Senate negotiations leading up to the recently doomed border deal took a different approach: Democrats asked for fewer and more targeted improvements to the immigration system, and conceded reforms to the asylum system that would have limited the number of people allowed to claim asylum.

The Senate border package would have also funded immigration processing in an attempt to reduce the backlog of applications and speed up the asylum process, but overall it would have likely led to fewer migrants receiving work permits through asylum. It’s unclear whether it would have deterred migrants from attempting the journey.

“The intent of that was to slow the flow of immigration,” Marc Goldwein, senior policy director at the Committee for a Responsible Federal Budget, said in an interview. “And I think the practical effect of that would have been — or would be if it passes — that we’ll get less overall economic growth.”

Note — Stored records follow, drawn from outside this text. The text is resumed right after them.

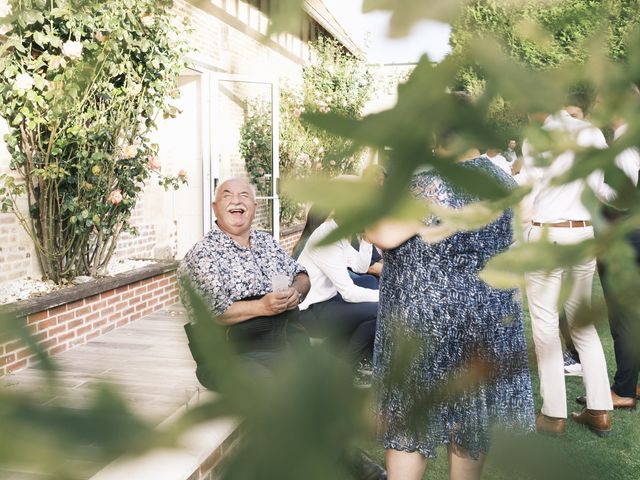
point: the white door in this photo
(183, 145)
(235, 100)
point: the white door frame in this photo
(215, 157)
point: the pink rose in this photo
(115, 197)
(147, 20)
(154, 163)
(24, 81)
(129, 151)
(72, 49)
(55, 63)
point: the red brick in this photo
(24, 353)
(75, 323)
(65, 317)
(36, 317)
(121, 305)
(75, 305)
(14, 367)
(66, 336)
(107, 311)
(5, 359)
(141, 306)
(108, 293)
(59, 349)
(83, 330)
(92, 299)
(106, 329)
(43, 325)
(99, 305)
(92, 335)
(83, 311)
(52, 332)
(128, 294)
(14, 346)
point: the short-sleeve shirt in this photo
(224, 272)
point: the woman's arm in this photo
(391, 233)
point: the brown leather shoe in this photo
(597, 421)
(619, 403)
(550, 425)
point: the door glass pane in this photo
(244, 133)
(264, 215)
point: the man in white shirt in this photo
(336, 308)
(623, 321)
(559, 213)
(498, 160)
(510, 153)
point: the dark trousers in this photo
(364, 280)
(349, 328)
(625, 330)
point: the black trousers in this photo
(349, 328)
(625, 330)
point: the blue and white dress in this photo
(450, 358)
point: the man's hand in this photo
(294, 298)
(276, 302)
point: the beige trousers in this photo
(543, 293)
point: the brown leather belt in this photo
(565, 224)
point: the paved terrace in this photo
(149, 361)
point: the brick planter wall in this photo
(73, 316)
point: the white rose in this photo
(147, 20)
(129, 151)
(55, 63)
(24, 81)
(5, 9)
(72, 49)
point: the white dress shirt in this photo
(629, 159)
(558, 203)
(327, 268)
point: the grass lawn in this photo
(578, 455)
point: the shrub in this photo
(84, 81)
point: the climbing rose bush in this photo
(83, 82)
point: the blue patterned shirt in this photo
(223, 272)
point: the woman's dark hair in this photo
(315, 217)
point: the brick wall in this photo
(75, 323)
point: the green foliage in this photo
(84, 82)
(334, 82)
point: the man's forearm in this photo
(302, 284)
(242, 310)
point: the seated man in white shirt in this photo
(498, 160)
(336, 308)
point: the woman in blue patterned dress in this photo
(450, 356)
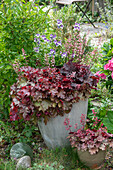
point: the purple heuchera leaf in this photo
(54, 85)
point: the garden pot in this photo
(92, 161)
(54, 133)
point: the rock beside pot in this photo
(92, 161)
(19, 150)
(24, 162)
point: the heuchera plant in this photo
(92, 136)
(49, 92)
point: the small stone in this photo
(24, 162)
(19, 150)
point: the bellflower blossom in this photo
(52, 52)
(59, 24)
(57, 43)
(52, 36)
(76, 26)
(109, 66)
(37, 35)
(64, 55)
(36, 49)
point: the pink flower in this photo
(112, 75)
(102, 75)
(109, 65)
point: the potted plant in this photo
(46, 94)
(90, 141)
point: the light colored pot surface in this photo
(91, 161)
(54, 133)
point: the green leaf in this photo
(111, 41)
(110, 116)
(108, 124)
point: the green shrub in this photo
(19, 22)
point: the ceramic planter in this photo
(54, 133)
(92, 161)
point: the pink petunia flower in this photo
(109, 65)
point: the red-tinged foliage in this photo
(50, 92)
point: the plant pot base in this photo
(92, 161)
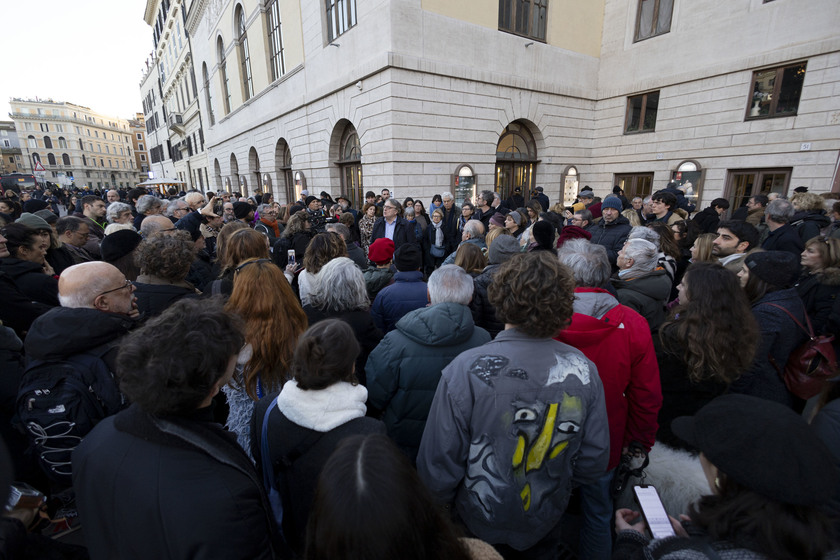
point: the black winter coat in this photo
(707, 220)
(403, 232)
(611, 235)
(819, 292)
(779, 337)
(17, 310)
(30, 279)
(169, 488)
(784, 238)
(484, 313)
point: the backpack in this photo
(59, 402)
(810, 365)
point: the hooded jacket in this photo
(611, 235)
(808, 223)
(30, 279)
(65, 331)
(404, 370)
(618, 341)
(819, 292)
(646, 294)
(407, 293)
(514, 424)
(779, 337)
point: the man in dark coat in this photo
(161, 479)
(404, 369)
(451, 213)
(708, 219)
(612, 231)
(394, 227)
(782, 236)
(407, 293)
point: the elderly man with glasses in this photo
(393, 226)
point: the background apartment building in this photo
(174, 96)
(75, 144)
(11, 160)
(423, 96)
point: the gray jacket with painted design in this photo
(514, 424)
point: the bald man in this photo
(98, 308)
(156, 224)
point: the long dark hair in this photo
(749, 520)
(371, 504)
(715, 331)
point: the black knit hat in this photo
(408, 258)
(764, 446)
(777, 268)
(119, 244)
(242, 209)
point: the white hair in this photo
(588, 261)
(644, 255)
(115, 209)
(450, 283)
(339, 286)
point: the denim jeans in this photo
(597, 513)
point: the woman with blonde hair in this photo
(471, 258)
(273, 322)
(241, 245)
(323, 248)
(819, 285)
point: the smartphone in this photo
(654, 512)
(23, 496)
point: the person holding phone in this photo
(770, 479)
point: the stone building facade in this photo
(75, 144)
(425, 96)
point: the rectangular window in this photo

While experts generally agree that higher immigration could help grow the economy, the math can get trickier when examining the potential impact of immigration on some federal spending.

“What we’re seeing with this route of immigration, what CBO thinks is happening is, in the near term, the immigration increases the size of the economy but reduces the size of the economy per person,” Goldwein said while discussing the recent CBO report.

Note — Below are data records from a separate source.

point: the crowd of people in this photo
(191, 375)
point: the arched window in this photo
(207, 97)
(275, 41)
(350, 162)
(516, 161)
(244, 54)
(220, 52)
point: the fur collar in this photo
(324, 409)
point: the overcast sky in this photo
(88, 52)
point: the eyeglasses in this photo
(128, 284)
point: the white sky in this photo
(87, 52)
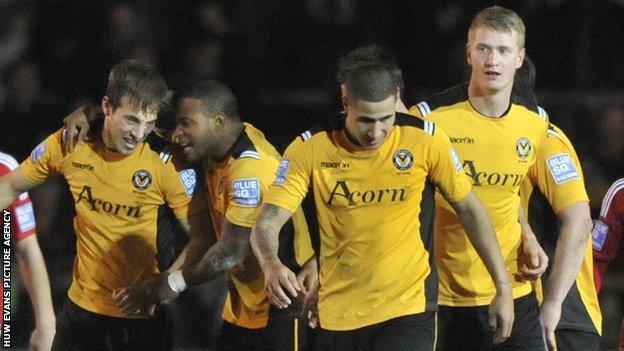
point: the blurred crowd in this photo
(279, 57)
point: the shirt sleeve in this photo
(557, 173)
(22, 214)
(293, 176)
(179, 182)
(609, 228)
(303, 242)
(44, 160)
(248, 181)
(445, 168)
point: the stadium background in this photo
(279, 57)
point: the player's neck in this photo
(230, 139)
(489, 103)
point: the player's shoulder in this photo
(162, 148)
(449, 97)
(614, 198)
(320, 130)
(7, 162)
(410, 122)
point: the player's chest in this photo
(377, 179)
(115, 188)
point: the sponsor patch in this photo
(246, 192)
(599, 234)
(562, 168)
(403, 160)
(523, 148)
(456, 161)
(141, 179)
(25, 217)
(282, 170)
(188, 177)
(36, 154)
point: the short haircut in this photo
(139, 82)
(366, 55)
(215, 98)
(523, 91)
(372, 83)
(500, 19)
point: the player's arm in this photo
(480, 231)
(265, 244)
(35, 277)
(533, 259)
(576, 224)
(11, 185)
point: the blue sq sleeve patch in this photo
(246, 192)
(562, 168)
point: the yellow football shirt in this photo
(496, 154)
(236, 188)
(555, 182)
(116, 200)
(375, 214)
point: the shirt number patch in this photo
(282, 170)
(562, 168)
(189, 180)
(36, 154)
(246, 192)
(599, 234)
(25, 217)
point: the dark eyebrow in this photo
(367, 119)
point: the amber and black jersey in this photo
(117, 200)
(496, 154)
(555, 182)
(236, 188)
(375, 214)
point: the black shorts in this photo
(285, 331)
(467, 328)
(412, 332)
(78, 329)
(571, 340)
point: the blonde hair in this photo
(500, 19)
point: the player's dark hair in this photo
(139, 82)
(523, 91)
(500, 19)
(215, 98)
(367, 55)
(373, 83)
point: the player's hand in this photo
(137, 300)
(501, 313)
(160, 291)
(533, 261)
(42, 337)
(278, 277)
(309, 309)
(308, 276)
(550, 313)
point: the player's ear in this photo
(107, 107)
(521, 56)
(218, 121)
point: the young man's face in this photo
(126, 126)
(195, 132)
(369, 123)
(494, 57)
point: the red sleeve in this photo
(608, 229)
(22, 214)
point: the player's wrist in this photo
(176, 281)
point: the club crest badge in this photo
(141, 179)
(523, 148)
(403, 160)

“And in the long term, it maybe increases both.” 

“When young immigrants come to the country, assuming that they’re working legally, or are able to illegally acquire a Social Security number, they pay taxes. And so those taxes reduce the deficit, and then as they get older, they’ll eventually collect Social Security and Medicare,” Goldwein added.

Edelberg also said that although she is certain “immigration boosts aggregate economic growth,” she added that “there are many things that people care about besides the size of GDP.” 

Edelberg pointed to a December 2022 policy proposal she co-authored with Tara Watson, an economist with Brookings, that looked at how states and local governments could be paying a disproportionate cost for immigration compared to the federal government, and ways to redirect “federal gains from immigration toward those communities.”  

“While immigration is great for the aggregate economy and in fact, great for the federal budget, certain kinds of immigration put a significant burden on localities that don’t get all of the revenue benefits, but certainly feel all of the spending challenges that greater immigration creates,” Edelberg said.